Wal-Mart’s profit falls 26 percent

Wal-Mart Stores Inc. posted its first profit decline in a decade Tuesday as the world’s largest retailer was forced to pay a hefty price for withdrawing from Germany, selling its stores there at a loss to a rival.

Chief Executive Lee Scott also said sales at Wal-Mart’s U.S. stores were disappointing as high gas and energy prices hit the pocketbooks of customers.

Results were still in line with expectations and the company reiterated its guidance for the year.

For the quarter ended July 31, the company posted net income of $2.08 billion, or 50 cents per share, down from $2.81 billion, or 67 cents per share, a year ago. That includes an $863 million charge related to the sale of its German stores to Metro AG.

The last time Wal-Mart saw quarterly profit fall was in 1996.

Wal-Mart last month said it was pulling out of Germany after racking up losses since it started there in 1998. The announcement came two months after leaving South Korea in what analysts welcomed as a move to focus resources on expanding in more profitable markets like China and Latin America.

Excluding South Korean and German stores, the sales of which are both pending, Wal-Mart’s income from continuing operations grew 5 percent to $2.98 billion, or 72 cents per share, from $2.85 billion, or 68 cents per share, a year ago.

Wal-Mart’s international division, which still includes 13 countries in Asia, Latin America and Britain as its only European market, outpaced the larger U.S. business.
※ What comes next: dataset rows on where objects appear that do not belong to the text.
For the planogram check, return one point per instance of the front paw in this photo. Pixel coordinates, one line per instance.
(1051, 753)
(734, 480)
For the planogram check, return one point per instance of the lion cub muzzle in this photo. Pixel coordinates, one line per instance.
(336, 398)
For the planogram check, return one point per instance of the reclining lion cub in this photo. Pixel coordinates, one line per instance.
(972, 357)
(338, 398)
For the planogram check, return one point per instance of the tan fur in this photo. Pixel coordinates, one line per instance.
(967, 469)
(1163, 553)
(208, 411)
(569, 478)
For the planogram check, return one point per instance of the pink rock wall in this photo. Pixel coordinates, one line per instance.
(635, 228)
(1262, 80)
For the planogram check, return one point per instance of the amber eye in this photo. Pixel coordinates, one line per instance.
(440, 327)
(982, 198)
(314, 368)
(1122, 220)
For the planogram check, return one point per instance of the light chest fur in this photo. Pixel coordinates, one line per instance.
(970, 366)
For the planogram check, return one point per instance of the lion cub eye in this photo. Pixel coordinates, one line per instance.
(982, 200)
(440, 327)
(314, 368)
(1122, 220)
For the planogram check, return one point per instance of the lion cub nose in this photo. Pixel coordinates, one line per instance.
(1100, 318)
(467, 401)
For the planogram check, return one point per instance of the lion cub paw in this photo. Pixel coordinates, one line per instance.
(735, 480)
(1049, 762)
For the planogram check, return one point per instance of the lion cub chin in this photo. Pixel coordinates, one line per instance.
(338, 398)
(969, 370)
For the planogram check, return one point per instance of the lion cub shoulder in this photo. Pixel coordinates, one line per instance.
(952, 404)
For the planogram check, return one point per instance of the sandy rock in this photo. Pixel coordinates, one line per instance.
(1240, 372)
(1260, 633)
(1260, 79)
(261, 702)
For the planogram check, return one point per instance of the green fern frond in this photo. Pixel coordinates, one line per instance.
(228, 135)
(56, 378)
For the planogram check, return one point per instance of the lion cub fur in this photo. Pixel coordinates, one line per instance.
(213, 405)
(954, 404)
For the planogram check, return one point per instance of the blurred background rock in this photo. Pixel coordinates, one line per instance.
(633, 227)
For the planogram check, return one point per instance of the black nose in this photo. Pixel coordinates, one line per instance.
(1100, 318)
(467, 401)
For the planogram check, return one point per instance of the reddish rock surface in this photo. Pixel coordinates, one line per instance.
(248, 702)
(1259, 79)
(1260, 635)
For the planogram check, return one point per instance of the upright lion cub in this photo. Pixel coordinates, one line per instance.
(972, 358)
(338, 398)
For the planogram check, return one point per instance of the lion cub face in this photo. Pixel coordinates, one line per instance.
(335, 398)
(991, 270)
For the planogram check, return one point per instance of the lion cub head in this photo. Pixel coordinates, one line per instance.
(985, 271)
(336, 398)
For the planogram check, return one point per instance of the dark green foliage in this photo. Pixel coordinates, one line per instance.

International operating profit rose 25 percent to $997 million compared with $4.159 billion, an increase of 4.2 percent, for U.S. Wal-Mart stores.

Sam’s Club operating income rose 8.4 percent to $402 million.

The earnings results were in line with Wall Street expectations for a profit of 72 cents per share, though revenue came in below the $86.24 billion consensus estimate.

Revenue totaled $85.43 billion, an increase of 11.4 percent from the $76.69 billion posted a year ago.

Chief Executive Lee Scott said high gas and energy prices continued to affect Wal-Mart’s U.S. customers and its own costs of doing business.

Customers are making fewer trips to the stores in order to save gas, but on average, they’re buying larger amounts each time, he said.

“In the United States, customers tell us they are most concerned about gas prices,” Scott said in a prerecorded message. “This has been consistent every month this quarter.”

Scott said he was “quite honestly disappointed by the sales performance of Wal-Mart U.S.”

Sales at stores open at least a year — a key retail measure — were up 1.5 percent at Wal-Mart U.S. stores and 2.6 percent at Sam’s Clubs.

Rival Target last week said its sales at stores open at least a year rose 4.6 percent for the quarter.

Wal-Mart’s domestic profit margins are also under pressure from factors including higher transportation costs and more sales of lower-margin products, Chief Financial Officer Tom Schoewe said.

Food sales grew faster than general merchandise, he said. That pressured margins because groceries are less profitable than items like apparel, home furnishings or electronics.